Anyway, I looked at the Matt' patches.  The vfs_cluster changes seems to be irrelevant, we start io (and perform SU-related rollbacks) in ffs_geom_strategy() which is executed after the cluster is fully constructed and validated.  Similarly, we assert that there is no dandling dependencies when B_NOCACHE buffer is thrown away in brelse().  So I think that these bits are not (directly) relevant to us.

The interesting stuff is vnode vm_object size handling for directories.  This is the right thing to do, but I doubt that we would have issues with the present order as far as vnode is not unlocked between buffer allocation and pager resizing.  Still it is better to do it right, patch is attached.

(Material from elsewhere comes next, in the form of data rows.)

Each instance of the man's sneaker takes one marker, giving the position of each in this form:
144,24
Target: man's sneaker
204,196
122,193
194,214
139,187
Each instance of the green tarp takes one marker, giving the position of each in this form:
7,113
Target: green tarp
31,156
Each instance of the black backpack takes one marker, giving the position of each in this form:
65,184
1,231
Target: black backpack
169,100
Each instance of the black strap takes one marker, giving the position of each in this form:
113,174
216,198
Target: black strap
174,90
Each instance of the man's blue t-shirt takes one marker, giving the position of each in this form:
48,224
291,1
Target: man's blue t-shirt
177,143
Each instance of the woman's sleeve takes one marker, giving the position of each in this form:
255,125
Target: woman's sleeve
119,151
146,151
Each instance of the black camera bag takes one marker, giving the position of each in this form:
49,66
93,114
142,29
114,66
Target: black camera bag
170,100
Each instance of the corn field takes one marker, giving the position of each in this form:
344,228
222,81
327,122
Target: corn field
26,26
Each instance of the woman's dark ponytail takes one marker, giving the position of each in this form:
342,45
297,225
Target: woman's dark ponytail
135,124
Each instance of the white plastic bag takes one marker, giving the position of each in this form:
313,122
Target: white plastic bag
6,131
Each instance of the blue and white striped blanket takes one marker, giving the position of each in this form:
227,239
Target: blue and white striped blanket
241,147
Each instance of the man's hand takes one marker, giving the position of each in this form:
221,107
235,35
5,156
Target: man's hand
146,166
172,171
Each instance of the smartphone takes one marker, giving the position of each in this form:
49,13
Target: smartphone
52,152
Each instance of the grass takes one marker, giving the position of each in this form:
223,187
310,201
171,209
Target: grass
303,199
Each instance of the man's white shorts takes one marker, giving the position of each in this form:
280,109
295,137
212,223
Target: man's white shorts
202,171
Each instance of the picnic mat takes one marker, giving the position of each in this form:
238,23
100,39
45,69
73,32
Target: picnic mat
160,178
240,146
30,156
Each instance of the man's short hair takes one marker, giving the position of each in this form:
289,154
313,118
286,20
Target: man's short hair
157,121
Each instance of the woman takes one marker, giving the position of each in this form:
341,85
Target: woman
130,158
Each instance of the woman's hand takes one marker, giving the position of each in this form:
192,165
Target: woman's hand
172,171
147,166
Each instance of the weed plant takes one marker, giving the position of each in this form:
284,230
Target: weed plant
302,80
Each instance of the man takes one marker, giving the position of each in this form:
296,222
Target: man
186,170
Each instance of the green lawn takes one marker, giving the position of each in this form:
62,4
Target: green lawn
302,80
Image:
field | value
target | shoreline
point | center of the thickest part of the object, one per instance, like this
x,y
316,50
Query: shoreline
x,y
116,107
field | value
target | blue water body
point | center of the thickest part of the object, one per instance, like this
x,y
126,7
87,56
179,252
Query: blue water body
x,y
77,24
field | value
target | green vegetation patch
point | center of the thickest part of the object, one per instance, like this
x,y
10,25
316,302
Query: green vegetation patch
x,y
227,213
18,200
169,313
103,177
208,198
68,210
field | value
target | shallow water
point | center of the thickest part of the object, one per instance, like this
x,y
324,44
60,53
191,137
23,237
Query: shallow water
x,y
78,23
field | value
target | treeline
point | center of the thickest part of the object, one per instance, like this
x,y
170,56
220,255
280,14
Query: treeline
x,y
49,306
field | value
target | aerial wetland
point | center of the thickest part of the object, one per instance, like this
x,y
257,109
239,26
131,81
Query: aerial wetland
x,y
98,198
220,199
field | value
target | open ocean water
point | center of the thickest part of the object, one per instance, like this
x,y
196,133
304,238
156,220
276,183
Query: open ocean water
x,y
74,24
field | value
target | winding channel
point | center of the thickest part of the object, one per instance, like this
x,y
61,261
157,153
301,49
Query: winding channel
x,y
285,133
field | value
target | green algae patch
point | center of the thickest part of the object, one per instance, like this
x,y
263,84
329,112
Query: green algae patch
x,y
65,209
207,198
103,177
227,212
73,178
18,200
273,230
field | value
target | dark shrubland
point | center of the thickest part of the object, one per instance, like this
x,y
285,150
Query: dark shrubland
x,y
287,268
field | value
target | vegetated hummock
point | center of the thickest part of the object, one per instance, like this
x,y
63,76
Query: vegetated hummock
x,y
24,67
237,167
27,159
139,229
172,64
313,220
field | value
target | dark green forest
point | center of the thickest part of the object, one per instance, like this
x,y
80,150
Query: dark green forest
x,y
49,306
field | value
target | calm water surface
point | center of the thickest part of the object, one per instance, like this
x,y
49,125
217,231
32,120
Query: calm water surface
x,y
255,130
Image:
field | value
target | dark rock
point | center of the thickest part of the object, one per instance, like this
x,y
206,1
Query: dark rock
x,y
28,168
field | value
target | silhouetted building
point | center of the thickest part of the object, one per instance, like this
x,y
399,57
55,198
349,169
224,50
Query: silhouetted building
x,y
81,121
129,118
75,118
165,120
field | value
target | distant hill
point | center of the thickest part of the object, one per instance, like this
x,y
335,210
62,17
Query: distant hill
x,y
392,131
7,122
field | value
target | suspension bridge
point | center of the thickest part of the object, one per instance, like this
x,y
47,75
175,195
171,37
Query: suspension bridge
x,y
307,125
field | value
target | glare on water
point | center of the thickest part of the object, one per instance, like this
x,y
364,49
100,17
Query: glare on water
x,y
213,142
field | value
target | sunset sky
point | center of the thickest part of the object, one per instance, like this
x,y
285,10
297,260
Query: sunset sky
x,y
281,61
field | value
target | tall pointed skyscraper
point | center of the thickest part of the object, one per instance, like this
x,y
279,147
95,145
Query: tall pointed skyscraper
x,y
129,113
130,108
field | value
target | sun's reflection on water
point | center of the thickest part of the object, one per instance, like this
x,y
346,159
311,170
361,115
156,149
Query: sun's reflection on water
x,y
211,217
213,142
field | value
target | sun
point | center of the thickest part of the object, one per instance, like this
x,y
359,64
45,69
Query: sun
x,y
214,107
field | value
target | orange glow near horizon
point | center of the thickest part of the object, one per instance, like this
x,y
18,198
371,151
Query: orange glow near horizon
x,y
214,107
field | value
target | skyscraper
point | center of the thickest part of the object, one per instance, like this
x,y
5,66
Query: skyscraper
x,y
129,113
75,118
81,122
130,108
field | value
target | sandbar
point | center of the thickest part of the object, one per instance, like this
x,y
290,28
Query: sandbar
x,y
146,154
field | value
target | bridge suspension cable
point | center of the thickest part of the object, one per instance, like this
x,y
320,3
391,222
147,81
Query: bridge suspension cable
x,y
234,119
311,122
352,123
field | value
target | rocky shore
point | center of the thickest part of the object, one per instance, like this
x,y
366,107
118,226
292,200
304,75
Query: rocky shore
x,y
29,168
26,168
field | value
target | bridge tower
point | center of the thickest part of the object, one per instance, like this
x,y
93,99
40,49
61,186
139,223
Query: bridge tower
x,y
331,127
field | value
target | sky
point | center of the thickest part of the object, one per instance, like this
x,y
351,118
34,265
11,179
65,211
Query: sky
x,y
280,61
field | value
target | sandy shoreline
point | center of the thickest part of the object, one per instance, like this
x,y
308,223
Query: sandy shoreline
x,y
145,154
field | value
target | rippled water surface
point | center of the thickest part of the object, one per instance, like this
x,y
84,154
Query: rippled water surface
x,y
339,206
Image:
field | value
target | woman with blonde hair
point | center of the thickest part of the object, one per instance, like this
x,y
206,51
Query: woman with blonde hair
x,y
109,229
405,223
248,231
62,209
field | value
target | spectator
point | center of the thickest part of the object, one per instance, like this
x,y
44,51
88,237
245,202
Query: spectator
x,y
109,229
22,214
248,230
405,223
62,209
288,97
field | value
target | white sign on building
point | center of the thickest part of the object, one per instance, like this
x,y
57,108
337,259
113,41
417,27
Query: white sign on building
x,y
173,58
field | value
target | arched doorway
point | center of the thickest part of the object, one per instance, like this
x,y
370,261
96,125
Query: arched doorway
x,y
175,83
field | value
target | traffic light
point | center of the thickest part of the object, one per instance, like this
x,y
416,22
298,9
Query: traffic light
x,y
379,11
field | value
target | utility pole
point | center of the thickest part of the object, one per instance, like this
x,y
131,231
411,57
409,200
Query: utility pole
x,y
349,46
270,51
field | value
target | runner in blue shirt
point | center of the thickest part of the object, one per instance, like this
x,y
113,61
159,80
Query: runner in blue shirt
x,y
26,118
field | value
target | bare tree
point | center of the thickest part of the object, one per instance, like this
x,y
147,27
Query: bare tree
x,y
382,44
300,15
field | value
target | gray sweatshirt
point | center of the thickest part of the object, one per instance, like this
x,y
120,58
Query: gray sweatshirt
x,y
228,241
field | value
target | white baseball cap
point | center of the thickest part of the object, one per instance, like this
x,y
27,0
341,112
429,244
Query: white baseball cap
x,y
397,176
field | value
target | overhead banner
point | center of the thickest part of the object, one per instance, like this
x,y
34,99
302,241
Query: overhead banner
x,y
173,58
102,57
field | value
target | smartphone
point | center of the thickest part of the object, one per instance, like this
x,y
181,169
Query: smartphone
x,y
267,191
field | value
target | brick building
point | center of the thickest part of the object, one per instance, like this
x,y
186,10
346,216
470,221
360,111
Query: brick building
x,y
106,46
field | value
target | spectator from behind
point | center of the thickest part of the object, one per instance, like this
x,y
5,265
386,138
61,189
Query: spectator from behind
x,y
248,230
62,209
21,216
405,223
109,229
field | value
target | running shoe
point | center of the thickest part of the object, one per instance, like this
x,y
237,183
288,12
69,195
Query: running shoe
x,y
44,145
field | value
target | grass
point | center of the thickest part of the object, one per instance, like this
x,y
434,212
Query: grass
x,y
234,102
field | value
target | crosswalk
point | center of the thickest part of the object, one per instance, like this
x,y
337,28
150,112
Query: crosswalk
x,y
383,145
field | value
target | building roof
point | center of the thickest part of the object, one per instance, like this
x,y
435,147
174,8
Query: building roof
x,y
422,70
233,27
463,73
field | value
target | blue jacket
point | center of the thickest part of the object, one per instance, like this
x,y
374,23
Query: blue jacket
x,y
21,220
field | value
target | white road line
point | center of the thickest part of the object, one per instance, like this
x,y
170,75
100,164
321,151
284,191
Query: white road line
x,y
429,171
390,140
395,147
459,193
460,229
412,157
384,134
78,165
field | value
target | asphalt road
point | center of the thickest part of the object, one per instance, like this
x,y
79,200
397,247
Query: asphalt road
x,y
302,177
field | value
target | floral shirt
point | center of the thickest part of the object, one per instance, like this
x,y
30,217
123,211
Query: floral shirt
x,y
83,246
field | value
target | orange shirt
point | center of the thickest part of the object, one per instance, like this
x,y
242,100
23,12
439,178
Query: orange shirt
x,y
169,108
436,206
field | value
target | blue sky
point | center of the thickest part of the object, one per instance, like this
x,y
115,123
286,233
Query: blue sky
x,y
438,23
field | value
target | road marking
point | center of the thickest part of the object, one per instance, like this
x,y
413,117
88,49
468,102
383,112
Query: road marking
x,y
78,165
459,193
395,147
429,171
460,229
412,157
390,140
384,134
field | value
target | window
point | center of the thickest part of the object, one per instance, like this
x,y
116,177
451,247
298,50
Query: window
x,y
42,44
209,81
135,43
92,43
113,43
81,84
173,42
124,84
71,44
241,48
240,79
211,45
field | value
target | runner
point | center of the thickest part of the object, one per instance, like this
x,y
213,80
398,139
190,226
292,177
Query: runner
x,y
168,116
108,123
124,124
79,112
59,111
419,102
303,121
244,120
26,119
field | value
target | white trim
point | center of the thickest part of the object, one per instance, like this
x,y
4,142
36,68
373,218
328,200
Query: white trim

If you have dirbad panics, I would first check your hardware and verified integrity of other files on the same volume.  If you have canonical copy of the data, say system distribution disk which was used to install, compare the checksums of regular files.
Comment 13 Konstantin Belousov freebsd_committer freebsd_triage 2016-07-19 10:08:19 UTC
Created attachment 172710 [details]
Ensure that pager is resized before UFS directory blocks are allocated.
Comment 14 Kirk McKusick freebsd_committer freebsd_triage 2016-07-19 11:01:32 UTC
I concur with the analysis and proposed changes by Konstantin Belousov <kib@freebsd.org>.
Comment 15 rdarbha 2016-07-19 16:17:19 UTC
I meant working in Dragon fly as I am hitting it in Freebsd and would like to port. :) Anyways thanks for the quick response and the patch !

~Ravi
Comment 16 commit-hook freebsd_committer freebsd_triage 2016-07-20 14:41:07 UTC
A commit references this bug:

Author: kib
Date: Wed Jul 20 14:40:57 UTC 2016
New revision: 303090
URL: https://svnweb.freebsd.org/changeset/base/303090

Log:
  Ensure that the UFS directory vnode' vm_object is properly sized
  before UFS_BALLOC() is called.  I do not believe that this caused any
  real issue on FreeBSD because the exclusive vnode lock is held over
  the balloc/resize, the change is to make formally correct KPI use.

  Based on:	the Matthew Dillon' patch from DragonFly BSD
  PR:	93942
  Reviewed by:	mckusick
  Tested by:	pho
  Sponsored by:	The FreeBSD Foundation
  MFC after:	1 week

Changes:
  head/sys/ufs/ufs/ufs_lookup.c
  head/sys/ufs/ufs/ufs_vnops.c
Comment 17 Eitan Adler freebsd_committer freebsd_triage 2018-05-28 19:45:59 UTC
batch change:

For bugs that match the following
-  Status Is In progress 
AND
- Untouched since 2018-01-01.
AND
- Affects Base System OR Documentation

DO:

Reset to open status.


Note:
I did a quick pass but if you are getting this email it might be worthwhile to double check to see if this bug ought to be closed.
Comment 18 Kirk McKusick freebsd_committer freebsd_triage 2018-05-28 21:37:08 UTC
This report should have been marked as closed after the change made in comment #16 was made.